Sona 60 saniye kala önce yer sarsılmaya
başlayacak. Titrek adımlarla pencereye doğru yöneleceksiniz. Kulaklarınızdaki
uğultu adeta kaçamadığınız sonun habercisi gibi. Cehennemin kapısı aralanırken
ölüm borazanları ötmeye başlayacak. Gökyüzünü kaplayan, daha önce hiç
görmediğiniz o kırmızı renge baka kalacaksınız. Yüzünüzü yakan sıcaklığın
derecesi hızla artacak, sonra tüm bedeninizi saracak. Ve önünde durduğunuz
pencere bir anda yüzünüze patlayacak, inceden kesikleri hissederken gözleriniz
usulca kapanacak.
Boşluk. Karanlık. Korku. Yalnızlık.
Ve ölüm.
Sonra aniden (Benim gibi) kan ter
içinde fırlayarak uyanacak, yaşadığınız o şokla çığlık bile atamayacaksınız.
Kelimeleriniz kısılacak. Kalbiniz küt küt çarparken ne olduğunu anlamaya
çalışacaksınız. Odanın loş ışığında duvarı, yatağınızı zor seçeceksiniz. Kendi
kendinize “Buna inanamıyorum”, derken titreyen elinizle yanı başınızda duran
sudan bir yudum alacaksınız.
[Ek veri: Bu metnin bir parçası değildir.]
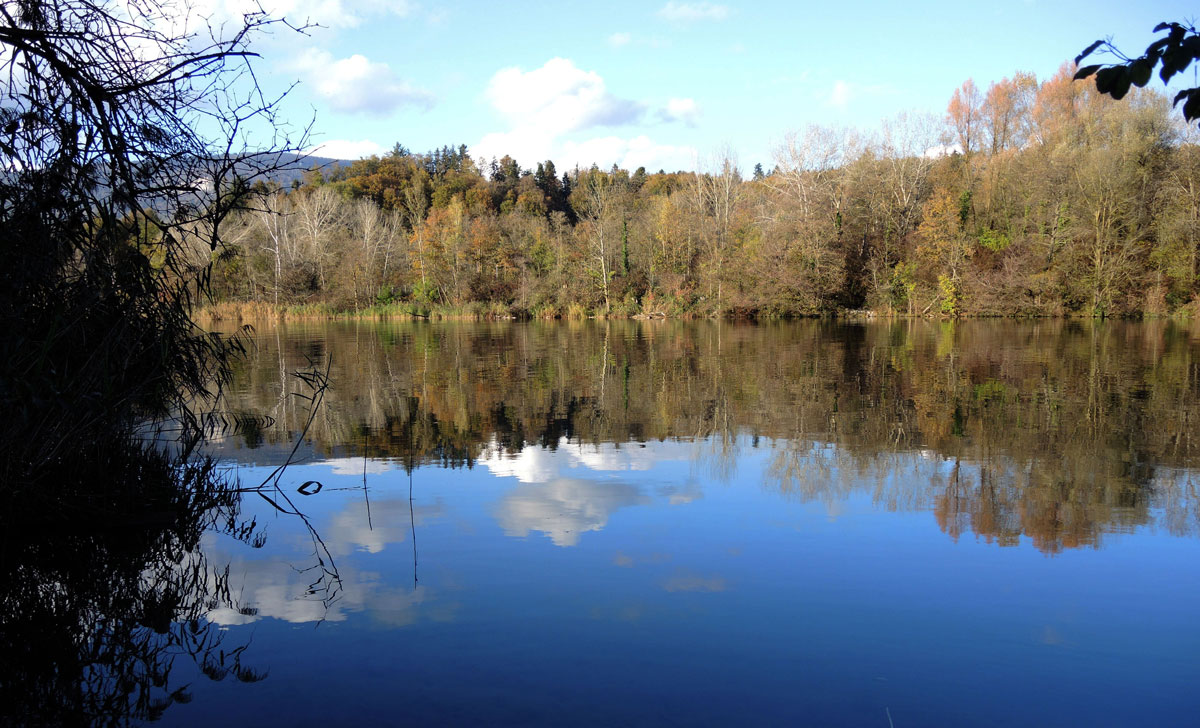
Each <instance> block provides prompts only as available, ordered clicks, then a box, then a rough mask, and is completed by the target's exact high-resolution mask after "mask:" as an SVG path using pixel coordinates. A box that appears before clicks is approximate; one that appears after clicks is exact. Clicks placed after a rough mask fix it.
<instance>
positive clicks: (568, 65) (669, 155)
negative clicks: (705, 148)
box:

Gözünüz saate ilişecek; gece 03.00. Başınızı
usulca ama tekrar uyumaya korkarak yastığa geri koyarken düşüncelere
dalacaksınız.
Derin düşüncelere.
Kırdığınız kalpler, işlediğiniz
günahlar, söylediğiniz yalanlar yakanızı bırakmayacak.
Yarın ilk iş düzeltmekle
başlayacaksınız; hayattaki duruşunuzu, asıl amacınızı. Telefona sarılacak,
özürler dileyecek, hediyeler alacaksınız.